Entre o rumor dos alto-falantes e o arquejo dos ônibus
eles temem perder a própria viagem
escondida na névoa dos horários.
Os que dormitam nos bancos acordam assustados,
embora os pesadelos sejam um privilégio
dos que abastecem o ouvido e o tédio dos psicanalistas
em consultórios assépticos como o algodão
que tapa o nariz dos mortos.
Nas filas os pobres assumem um ar grave
que une temor, impaciência e submissão.
Como os pobres são grotescos!
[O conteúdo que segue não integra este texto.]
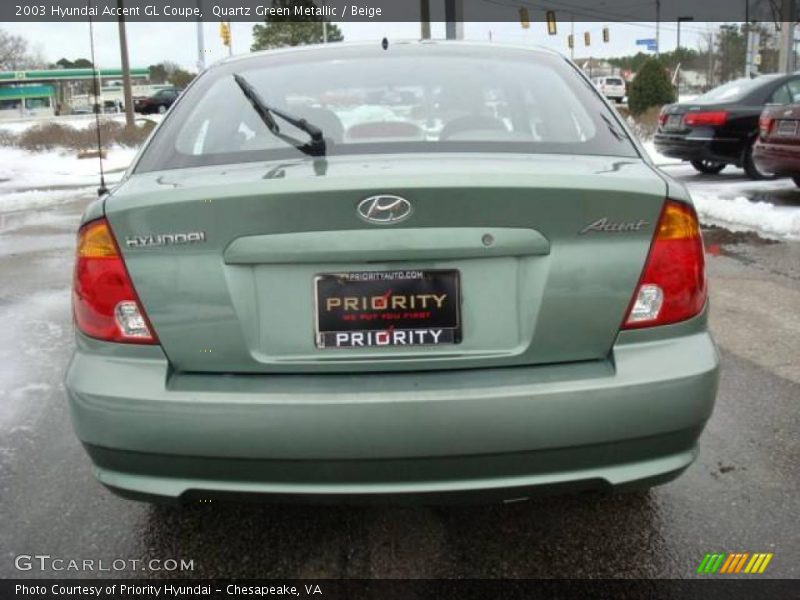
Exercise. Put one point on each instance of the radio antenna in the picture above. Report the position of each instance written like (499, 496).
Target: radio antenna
(96, 87)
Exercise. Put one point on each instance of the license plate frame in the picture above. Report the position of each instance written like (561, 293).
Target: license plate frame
(674, 122)
(786, 128)
(400, 308)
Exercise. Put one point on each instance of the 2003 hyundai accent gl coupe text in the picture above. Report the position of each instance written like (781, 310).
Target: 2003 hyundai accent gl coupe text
(415, 270)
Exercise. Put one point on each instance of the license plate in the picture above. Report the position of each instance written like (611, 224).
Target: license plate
(674, 121)
(387, 308)
(787, 128)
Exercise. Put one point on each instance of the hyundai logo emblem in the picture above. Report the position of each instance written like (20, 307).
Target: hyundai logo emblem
(384, 209)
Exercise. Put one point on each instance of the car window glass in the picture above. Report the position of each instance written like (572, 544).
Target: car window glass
(400, 104)
(794, 90)
(781, 96)
(732, 91)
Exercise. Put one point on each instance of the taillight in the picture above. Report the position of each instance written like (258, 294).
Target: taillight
(713, 118)
(765, 125)
(104, 302)
(673, 284)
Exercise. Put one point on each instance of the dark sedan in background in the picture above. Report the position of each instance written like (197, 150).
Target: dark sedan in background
(158, 102)
(778, 147)
(721, 127)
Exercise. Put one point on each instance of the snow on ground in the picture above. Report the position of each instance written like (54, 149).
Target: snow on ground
(741, 214)
(76, 121)
(728, 203)
(39, 179)
(657, 158)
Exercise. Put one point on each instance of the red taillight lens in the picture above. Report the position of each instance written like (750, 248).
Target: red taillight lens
(673, 283)
(104, 302)
(713, 118)
(765, 125)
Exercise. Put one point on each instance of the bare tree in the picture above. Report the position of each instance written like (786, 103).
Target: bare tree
(15, 53)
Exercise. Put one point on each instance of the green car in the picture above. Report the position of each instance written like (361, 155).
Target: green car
(429, 271)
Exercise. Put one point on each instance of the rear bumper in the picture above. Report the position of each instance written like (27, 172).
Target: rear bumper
(504, 433)
(700, 146)
(780, 159)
E como os seus odores
nos incomodam mesmo à distância.
E não têm a noção das conveniências,
não sabem portar-se em público.
O dedo sujo de nicotina esfrega o olho irritado
que do sonho reteve apenas a remela.
Do seio caído e túrgido um filete de leite
escorre para a pequena boca habituada ao choro.
Na plataforma, eles vão e vêm, saltam
e seguram malas e embrulhos,
fazem perguntas descabidas nos guichês,
sussurram palavras misteriosas
e contemplam as capas das revistas com o ar espantado
de quem não sabe o caminho do salão da vida.
Por que esse ir e vir? E essas roupas espalhafatosas,
esses amarelos de azeite de dendê que doem na vista delicada
do viajante obrigado a suportar tantos cheiros incômodos,
e esses vermelhos contundentes de feira e mafuá?
Os pobres não sabem viajar nem sabem vestir-se.
Tampouco sabem morar: não têm noção do conforto
embora alguns deles possuam até televisão.
Na verdade os pobres não sabem nem morrer.
(Têm quase sempre uma morte feia e deselegante).
E em qualquer lugar do mundo eles incomodam,
viajantes importunos que ocupam os nossos
lugares mesmo quando estamos sentados e eles viajam de pé.
1) O tema da bela poesia me fez lembrar do livro “Justiça Divina” de Francisco Cândido Xavier…
2) Ao longo das 192 páginas o Espírito de Emmanuel vai tecendo comentários e reflexões com base na Filosofia Kardecista…
3) Se no plano terreno a Justiça dos Homens é tão difícil, pelo menos, da Justiça Divina ninguém escapa…
4) É o chamado karma ou Lei de Ação e Reação e aí, todos os seres humanos estão inseridos…
Lancinante a visão de Ledo Ivo, o poeta alagoano, sobre a vida dos pobres das Estações de trem das Rodoviárias. Chegando e saindo com olhares tristes, esperando um milagre qualquer, que nunca vem. Os santos não podem fazer nada e os patrões mal pagam seus parcos salários de fome.